Selon les besoins identifiés et les dispositifs existants sur les territoires, le contenu des prestations peut être modulé, en quantité et en nature, étant entendu que les prestations directes auprès des usagers et des familles constituent le cœur du dispositif, « toutes les autres prestations possibles venant éventuellement compléter cette première mission obligatoire ». Sont visées, notamment :
→ les prestations de psychologues ou d’autres professionnels médicaux et paramédicaux « hors nomenclature des actes de l’assurance maladie » ;
→ les interventions d’éducateurs spécialisés, d’éducateurs de jeunes enfants et de moniteurs-éducateurs, à domicile ou sur les lieux de vie incluant l’école (sous réserve de l’accord préalable et d’une convention passée avec les services départementaux de l’Education nationale).
Ces professionnels doivent conclure une convention avec l’ESMS auquel est adossé le pôle(3). Comme les prestations servies par ce dernier peuvent venir en complément d’autres modes d’accompagnement, médico-sociaux ou autres, les personnes et les familles qui disposent déjà d’un accompagnement en libéral non solvabilisé qu’elles souhaitent conserver pourront le faire, sous condition de contractualisation entre les professionnels intervenant en libéral et le PCPE.

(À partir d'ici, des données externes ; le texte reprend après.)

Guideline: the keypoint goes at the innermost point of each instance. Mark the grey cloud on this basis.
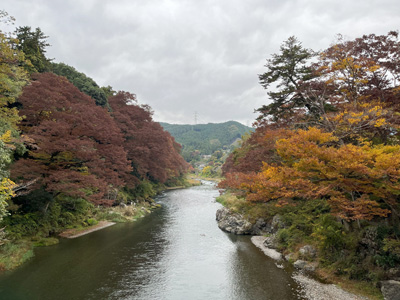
(182, 56)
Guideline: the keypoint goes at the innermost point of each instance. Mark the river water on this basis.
(177, 252)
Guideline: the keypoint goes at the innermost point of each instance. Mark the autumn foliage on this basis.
(82, 150)
(332, 134)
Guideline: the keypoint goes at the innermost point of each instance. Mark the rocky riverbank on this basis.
(312, 289)
(305, 260)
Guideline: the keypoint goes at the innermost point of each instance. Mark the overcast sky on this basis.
(193, 56)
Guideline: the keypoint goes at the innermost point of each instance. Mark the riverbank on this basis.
(19, 249)
(74, 233)
(312, 289)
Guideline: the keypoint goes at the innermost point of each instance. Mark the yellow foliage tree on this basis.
(360, 182)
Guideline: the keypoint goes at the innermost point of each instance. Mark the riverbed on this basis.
(177, 252)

Les interventions ainsi mises en œuvre par le pôle viennent en plus des aides financées par la prestation de compensation du handicap et par l’allocation d’éducation de l’enfant handicapé et ses compléments.
Au-delà, le pôle peut aussi :
→ mettre en œuvre des prestations de soutien et d’accompagnement auprès des familles et des aidants ;
→ proposer la formalisation du projet personnalisé d’accompagnement de la personne fondé sur une évaluation fonctionnelle réalisée, le cas échéant par le pôle, avec la désignation d’un coordonnateur de parcours si celui-ci n’a pas déjà été désigné par la MDPH ;
→ développer différents types de coordination des interventions (entre les personnels du service, avec les parents ou les proches, avec des intervenants extérieurs qui participent au plan d’accompagnement global de la personne…).

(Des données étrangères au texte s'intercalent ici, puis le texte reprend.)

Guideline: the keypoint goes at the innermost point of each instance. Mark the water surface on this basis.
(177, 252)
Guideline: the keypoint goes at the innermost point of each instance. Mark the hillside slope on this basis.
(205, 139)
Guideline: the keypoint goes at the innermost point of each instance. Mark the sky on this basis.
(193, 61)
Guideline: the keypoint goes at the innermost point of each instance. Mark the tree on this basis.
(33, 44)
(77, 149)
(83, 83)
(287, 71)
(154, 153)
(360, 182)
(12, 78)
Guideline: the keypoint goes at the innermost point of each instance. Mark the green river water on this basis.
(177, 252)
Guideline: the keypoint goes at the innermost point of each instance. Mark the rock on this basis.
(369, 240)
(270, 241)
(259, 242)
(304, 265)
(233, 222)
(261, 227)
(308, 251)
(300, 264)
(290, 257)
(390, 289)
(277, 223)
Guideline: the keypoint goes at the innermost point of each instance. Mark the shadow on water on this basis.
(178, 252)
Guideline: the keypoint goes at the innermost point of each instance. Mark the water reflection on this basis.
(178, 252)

Le financement des pôles de compétences et de prestations externalisées peut provenir :
→ d’une partie des 15 millions d’euros alloués au titre de la prévention des départs en Belgique(4) ;
→ des reliquats non pérennes non affectés aux groupes d’entraide mutuelle et aux MAIA (méthodes pour l’intégration des services d’aide et de soins dans le champ de l’autonomie), ou d’autres marges dégagées sur le fonds d’intervention régional en 2016 ;
→ du redéploiement de crédits permettant à un même gestionnaire la création d’un PCPE rattaché à l’un des établissements, notamment dans le cadre d’un contrat pluriannuel d’objectifs et de moyens.
(2) Voir respectivement ASH n° 2866 du 27-06-14, p. 11 et n° 2934 du 20-11-15, p. 8 et 13.
(3) Une convention-type en cours d’élaboration sera diffusée prochainement aux porteurs de projet, indique la DGCS.